Bordeaux 2019 Primeurs: St Emilion Grand Cru & Satellites
I conclude my series of reports on St Emilion in the 2019 vintage with this third instalment, this time looking at all the wines not ranked as premier grand cru classé or grand cru classé. This always makes for a fascinating collection of wines, ranging from up-and-coming stars such as Château Croix de Labrie, newcomers such as Clos Cantenac, micro-cuvées such as Château Magrez-Fombrauge, and some superstar wines such as Château Tertre-Roteboeuf and Le Dôme.
In keeping with my other reports this year I have also found I have been able to taste much more widely, tasting the latest vintages from châteaux I have not set eyes upon for many years, such as Château Cantin, or even wines I have never tasted before. I also tasted a healthy smattering of wines from the St Emilion satellites this year, featuring a number of wines which do not deserve to be overlooked. As a consequence, I have added my notes on wines from Montagne-St-Emilion, Puisseguin-St-Emilion and Lussac-St-Emilion to this report.
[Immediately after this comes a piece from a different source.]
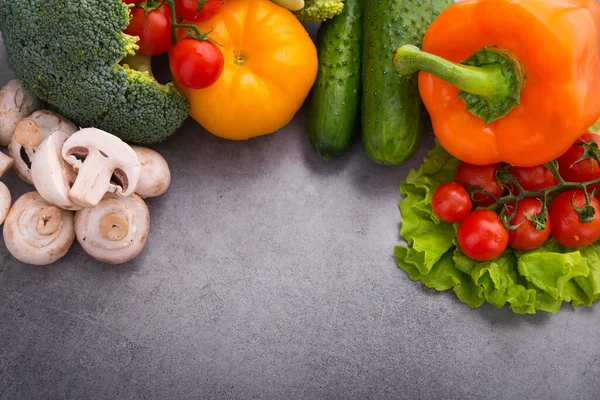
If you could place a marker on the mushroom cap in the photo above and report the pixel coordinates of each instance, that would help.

Looking to some of the star performers first, Jonathan Maltus was quick off the mark when it came to sending samples, and his wines set the scene for all my subsequent tastings. It was through his wines I first discovered the deep colours, rich fruit, ripe tannins and of course the wonderful saline vivacity that marks the vintage. The Maltus portfolio does not as a rule feature shrinking violets, and the character of the vintage works well with this style of wine, the mouth-watering acidities and salty energy lending an extra dimension of freshness to the style. The 2019 Château Teyssier is rich and full-flavoured, an impressive result given the quantities produced and the prices asked. The single-vineyard wines showed great consistency of quality. The 2019 Le Dôme is particularly strong, a spicy and sinewy expression of Cabernet Franc, while to my palate the next best cuvée was the 2019 Les Astéries, shimmering with fragrant Merlot fruit and mineral intensity.